A new fish ladder has opened a long-blocked fishway at Skaha Lake Dam in British Columbia, creating a huge jump in sockeye returns in the Okanagan Basin, Bonneville Power Administration has announced.
Last month staff from the Colville Tribes and Okanagan Nation Alliance cut 105 4 x 4 posts and set them into built-in slots in the fishway at the dam. They created five step pools, each about two to four feet deep, each about an 8 to 12 inch leap above the last.
Then they removed the existing stop log. Water flowed into the fishway, and salmon that were once limited to rearing in the north basin of Canada’s Lake Osoyoos now had access to Skaha Lake. Okanagan sockeye rearing habitat more than doubled in a project estimated to cost only around $2,500.

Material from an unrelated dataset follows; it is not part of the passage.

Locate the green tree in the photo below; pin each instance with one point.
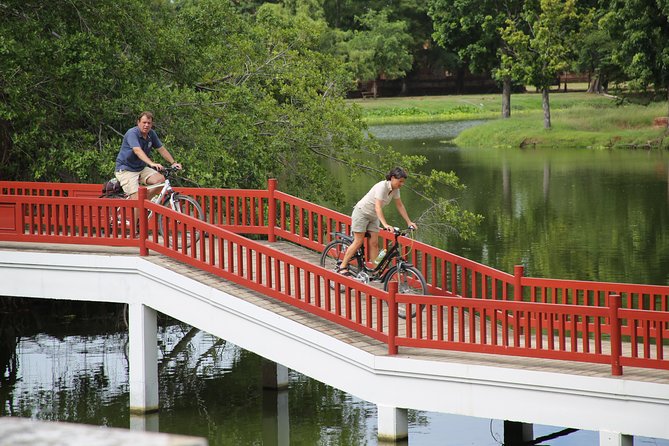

The story how of a fishway – built in the 1950s and immediately boarded up again – was finally re-opened just this year, involves a study and implementation plan that BPA funded in the early part of this century that helped convince biologists that it was the right thing to do, and years of building trust and common goals between utilities and tribes in the United States and Canada.
Skaha Lake Dam was part of a Canadian flood control and irrigation project that also includes McIntyre Dam downstream at the outlet of Vaseux Lake and Okanagan Lake Dam upstream at the outlet of Okanagan Lake.
Both Skaha Lake and Okanagan Lake are prized for their native kokanee. They grow to 10 pounds and supply a lively recreational and commercial fishery. Fish managers were worried about sockeye getting into the lakes, where they believed the fish could compete with the kokanee and native trout for food and habitat, and potentially spread disease. They also wanted to keep non-native warm-water species from getting into the upper reaches of the Okanagan River. So, soon after the dams were built, they closed off passage into both of those lakes.
As the Colville Tribes watched sockeye runs in the United States dwindle in the 1990s, though, they wondered if the limited rearing area in Canadian lakes wasn’t part of the problem. The mid-Columbia public utility districts of Douglas, Chelan and Grant counties, for their part, had mitigation responsibilities for the sockeye that migrated past their dams. They began to form alliances with the Okanagan First Nations and the Canadian governmental entities, including the Department of Fish and Oceans. A 12-year plan started to take shape.
In 2000, they approached BPA with a request to fund a risk assessment of their proposal to open up access to Skaha and Okanagan lakes. BPA agreed to fund a $800,000 three-year study. The study found that there was negligible disease risk to native stocks from providing passage over McIntyre and Okanagan Falls into Skaha Lake. Follow up studies found there was plenty of food in the Lake to support a sockeye population without jeopardizing kokanee populations.
The studies were timely, thorough and scientific, and the findings reassured those that were worried about opening up Skaha Lake, said BPA. The partners took it stepwise, ensuring buy-in and assessing results at each stage. In the fall of 2009, the fish managers gave the "okay" to modify McIntyre Dam to provide passage, with $1.4 million in mitigation funds from Grant County PUD. Then in 2014, they agreed to activating the fish ladder at Skaha Lake.
It’s likely that the fishway at Okanagan Lake Dam will be a lot less time in the activating, says Colville fish biologist Chris Fisher. Later this summer, the tribes will put in gravel ramps immediately downriver of the dam where the returning sockeye can spawn.
The 2014 sockeye return to Bonneville Dam is the largest on record (since 1938). Some of those fish are headed for the Snake River, where a BPA-funded hatchery program has brought the sockeye back from the brink of extinction. They’re also helped by fish passage improvements on the federal hydropower dams that have improved juvenile fish survival to the best seen since pre-dam days.